We recommend that CEC and CCEE, together with their members churches, encourage an exchange of experiences among initiatives, institutions, lay academies and training centres, and congregations engaged in peace and reconciliation work.

Rationale: the development of a culture of non-violence requires educational processes which connect local with international experience. Training programmes of this kind should involve young people in particular, but also soldiers and politicians of both genders.

4.4

We recommend that CEC and CCEE establish a permanent committee for conflict analysis and resolution. It should stimulate reconciliation processes, and also investigate possibilities for creating European-level institutions to train professionals in the civil resolution of conflicts.

Rationale: Institutions for civil analysis and resolution of conflicts are being proposed at world level and within many countries. It is very important that the churches be intensively involved in this discussion, and a clear and voluntary position on this issue would enhance their credibility. By establishing a common basis for professional peace services, we would fulfil the commitment we made at Basel to create Shalom services.

Background to the Recommendations for Action

Of the eight long paragraphs (B32 to B39) in Section Four (on Reconciliation and non-violent conflict resolution) we give only the titles and quote some selections.

B32. Reconciliation, dialogue and renunciation of violence.

B33. Experiences since 1989.

B34. The role of the churches in conflicts.

B35. The increasing importance of civil resolution of conflicts.

B36. Prevention of conflict and non-violent conflict resolution.

More emphasis than ever before must be given especially to instruments of conflict prevention and to non-violent resolution. The latest examples of military clashes within and outside Europe have again forced on us the awareness that as soon as a certain threshold of open violence has been crossed, outside intervention proves extremely difficult. For the politics of peace, it is therefore a question of recognising this danger and reacting to it in time.

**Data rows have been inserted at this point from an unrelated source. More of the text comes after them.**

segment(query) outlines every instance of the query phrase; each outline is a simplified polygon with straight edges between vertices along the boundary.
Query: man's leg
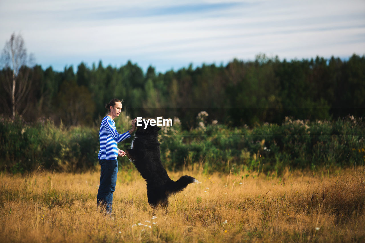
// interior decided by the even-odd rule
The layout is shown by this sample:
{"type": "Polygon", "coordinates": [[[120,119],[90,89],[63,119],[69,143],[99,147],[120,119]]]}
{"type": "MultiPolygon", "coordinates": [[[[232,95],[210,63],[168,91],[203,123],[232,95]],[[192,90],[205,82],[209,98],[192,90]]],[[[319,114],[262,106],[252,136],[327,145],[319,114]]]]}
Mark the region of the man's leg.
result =
{"type": "MultiPolygon", "coordinates": [[[[105,209],[109,212],[111,211],[111,206],[110,210],[108,210],[108,204],[110,203],[109,201],[109,198],[112,186],[112,177],[114,173],[116,165],[115,161],[99,160],[99,163],[100,166],[100,185],[97,192],[96,206],[101,207],[101,210],[105,209]]],[[[116,178],[115,180],[116,181],[116,178]]]]}
{"type": "Polygon", "coordinates": [[[115,166],[111,175],[111,181],[110,184],[110,189],[108,194],[108,203],[107,204],[107,211],[109,213],[111,213],[112,206],[113,205],[113,193],[115,190],[115,185],[116,185],[116,177],[118,174],[118,160],[113,161],[115,163],[115,166]]]}

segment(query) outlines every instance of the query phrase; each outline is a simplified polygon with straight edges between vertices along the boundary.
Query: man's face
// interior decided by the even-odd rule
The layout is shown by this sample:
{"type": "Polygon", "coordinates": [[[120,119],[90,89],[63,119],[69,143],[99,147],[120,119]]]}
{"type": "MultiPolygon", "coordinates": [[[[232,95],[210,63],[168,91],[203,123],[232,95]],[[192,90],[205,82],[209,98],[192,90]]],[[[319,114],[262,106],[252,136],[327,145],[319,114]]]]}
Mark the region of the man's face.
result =
{"type": "Polygon", "coordinates": [[[111,111],[112,113],[114,116],[119,116],[119,114],[122,111],[122,103],[120,102],[115,102],[114,106],[110,106],[110,110],[111,111]]]}

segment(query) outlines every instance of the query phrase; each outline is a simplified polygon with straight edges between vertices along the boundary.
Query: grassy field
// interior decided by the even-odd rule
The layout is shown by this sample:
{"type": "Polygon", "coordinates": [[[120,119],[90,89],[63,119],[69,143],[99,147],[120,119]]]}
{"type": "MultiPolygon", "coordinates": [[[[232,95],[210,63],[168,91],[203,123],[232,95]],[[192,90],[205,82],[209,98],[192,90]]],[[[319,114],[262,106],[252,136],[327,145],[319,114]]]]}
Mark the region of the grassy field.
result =
{"type": "Polygon", "coordinates": [[[120,171],[112,218],[97,212],[100,172],[0,175],[1,242],[364,242],[364,168],[279,177],[170,172],[201,183],[155,215],[135,170],[120,171]]]}

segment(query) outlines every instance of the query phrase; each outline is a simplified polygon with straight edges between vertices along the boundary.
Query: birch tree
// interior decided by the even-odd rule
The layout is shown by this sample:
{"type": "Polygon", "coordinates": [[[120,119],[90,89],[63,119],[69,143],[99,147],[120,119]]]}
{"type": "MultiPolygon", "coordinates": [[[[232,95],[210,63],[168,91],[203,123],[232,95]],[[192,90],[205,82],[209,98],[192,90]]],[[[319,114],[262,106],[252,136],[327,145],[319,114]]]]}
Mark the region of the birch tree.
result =
{"type": "Polygon", "coordinates": [[[20,35],[13,33],[6,42],[1,55],[1,64],[5,75],[3,86],[8,99],[1,97],[1,102],[8,106],[14,118],[17,113],[23,115],[28,107],[25,101],[30,89],[31,80],[29,78],[29,68],[32,62],[32,55],[27,54],[24,40],[20,35]],[[8,101],[10,101],[9,104],[8,101]],[[20,111],[20,107],[22,110],[20,111]]]}

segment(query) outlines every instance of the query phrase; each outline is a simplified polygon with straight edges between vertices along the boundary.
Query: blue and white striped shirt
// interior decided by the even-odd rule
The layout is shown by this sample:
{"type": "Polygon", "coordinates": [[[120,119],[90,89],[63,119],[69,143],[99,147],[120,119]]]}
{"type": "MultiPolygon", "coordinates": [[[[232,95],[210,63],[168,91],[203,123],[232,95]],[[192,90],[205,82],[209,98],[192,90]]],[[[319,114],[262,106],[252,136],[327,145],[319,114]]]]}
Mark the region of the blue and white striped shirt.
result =
{"type": "Polygon", "coordinates": [[[120,134],[115,128],[115,123],[107,116],[101,121],[99,130],[100,151],[97,155],[99,159],[115,160],[118,157],[118,143],[131,137],[127,131],[120,134]]]}

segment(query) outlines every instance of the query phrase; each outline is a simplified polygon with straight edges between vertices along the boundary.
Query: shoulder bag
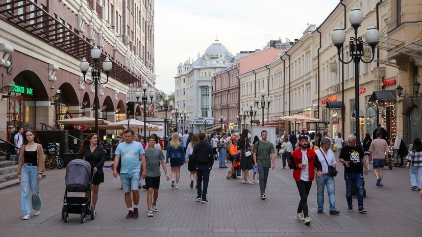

Classical diplomacy still has an indispensable function. But it must urgently be supplemented in both concept and practice by instruments of non-governmental policy, which have the character of civil society. Here the churches can play a meaningful role, for they are anchored in nations and also linked internationally with one another.

The ecumenical community is thus a kind of seismographic system, which can register tremors in societies and transmit the collected information to the centres of decision. Beyond this, our community can and must itself be active on various levels in crisis situations, through quiet church diplomacy or through actively non-violent, demonstrative symbolic actions.

B37. The ecumenical movement and understanding between nations.

B38. The churches' work on behalf of victims of barbarism.

B39. Shalom services.

(...) Non-violence should be seen as an active, dynamic and constructive force, grounded in absolute respect for the human person (Basel Assembly § 86). (...)

Non-violence is an essential element in the teaching and in the witness of Jesus Christ. The refusal to use lethal force must be respected and supported by all churches. Respect is also due to the constructive role so often played by women in the processes of peace and reconciliation.

The Church's commitment to non-military conflict resolution, preventive measures and reconciliation work in areas of political, social, ethnic of religious tension requires a large number of persons who have been trained in the basic attitudes and methods of non-violent conflict resolution. Thus in Basel the churches were encouraged to set up ecumenical shalom services, to offer men and women the opportunity to work for international understanding (§ 80).

Some initiatives have already begun to put this suggestion into practice. On the basis of their acquired experience, it is now time for the churches to create the conditions for expanding the training and work of Peace Teams, Peace Ministries and Civil Peace Services. These services should be acceptable as alternatives to military service.

It is realistic to expect that in the next few years church-sponsored centres will be established in all European countries, which offer practical and especially spiritual training in non-violence.